The locality formed part of the Székely Land region of the historical Transylvania province. Until the end of World War I, it belonged to the Háromszék County of the Kingdom of Hungary. After the Hungarian–Romanian War of 1919, it passed under Romanian administration, and after the Treaty of Trianon of 1920, it became part of the Kingdom of Romania. From 1925, Bățani belonged to plasa Baraolt, in Trei Scaune County, and from 1938, to Ținutul Argeș.

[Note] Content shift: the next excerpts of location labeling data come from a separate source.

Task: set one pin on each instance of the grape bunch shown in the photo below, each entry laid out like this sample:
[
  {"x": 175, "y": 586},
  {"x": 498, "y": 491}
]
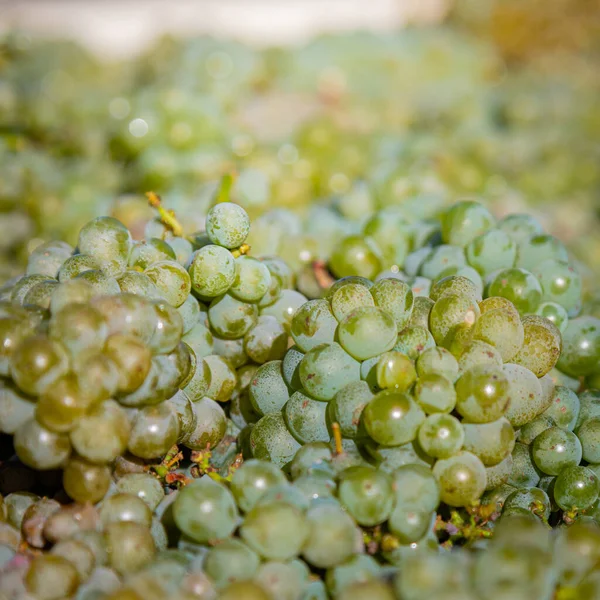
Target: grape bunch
[{"x": 180, "y": 421}]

After the Second Vienna Award in 1940 the commune with all of Northern Transylvania came under Hungarian control for four years. During World War II, ethnic conflicts took place in this area. After the Royal coup d'état of August 1944, Romania switched sides to the Allies; soon after, Romanian Vânători de munte troops entered Covasna County, but were stopped by the defending Hungarian and German Armies. On 4 September 1944, according to claims of local Romanians, 13 to 100 retreating Romanian soldiers were supposedly captured in Szárazajta (Aita Seacă) by the locals, and were tortured and killed. On 26 September 1944, members of the irregular paramilitary Maniu Guard led by Gavril Olteanu massacred thirteen Székelys in Aita Seacă village in a revenge attack.

Following the administrative reforms implemented by the communist regime in 1950, the commune became part of the Stalin Region, and from 1952, part of the Magyar Autonomous Region, while in 1968 it became part of Covasna County.